Question

Genome index and Aligment with STAR- Rattus Norvegicus

0

Entering edit mode

5.4 years ago

carolgalah • 0

Hi,

I'm new at working with bioinformatics. To generate de genome index for Rattus_norvegicus on ENSEMBL we have many FASTA files (Chr1 ou Chr2...) and the Top level file. Should I download the Toplevel file or Chr1 or Chr2 it`s enough.

Please, Could confirm my Script for aligment.

/moreno/STAR-master/bin/Linux_x86_64_static/STAR --runThreadN 8 --genomeDir /home/acamar2/files/reference/genomeindex --sjdbGTFfile /home/acamar2/files/annotation/Rattus_norvegicus.Rnor_6.0.94.gtf --readFilesIn /home/acamar2/rawdata/*.fastq.gz --readFilesCommand zcat --quantMode TranscriptomeSAM GeneCounts --outSAMtype BAM SortedByCoordinate --outFileNamePrefix fastq

Thanks

RNA-Seq genome alignment • 3.2k views

ADD COMMENT • link updated 5.4 years ago by Bruno Fantinatti • 0 • written 5.4 years ago by carolgalah • 0

0

Entering edit mode

Hello,

I see you are working on RNAseq data. I presume you want to see your reads on the whole genome, so you need a fasta file with all chromosomes.

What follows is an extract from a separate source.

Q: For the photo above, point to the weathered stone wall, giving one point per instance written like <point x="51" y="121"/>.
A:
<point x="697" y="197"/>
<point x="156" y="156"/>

On ENSEMBL ftp server for rat, you have information about the files in the README file.

TOPLEVEL

These files contains all sequence regions flagged as toplevel in an Ensembl schema. This includes chromsomes, regions not assembled into chromosomes and N padded haplotype/patch regions.

You should have take this file to create your index

First recreate your index with the proper command line then do the alignment

Copy/Paste your index command line in your post please

Also, be careful with french grammar in your post (de genome, Chr1 ou Chr2)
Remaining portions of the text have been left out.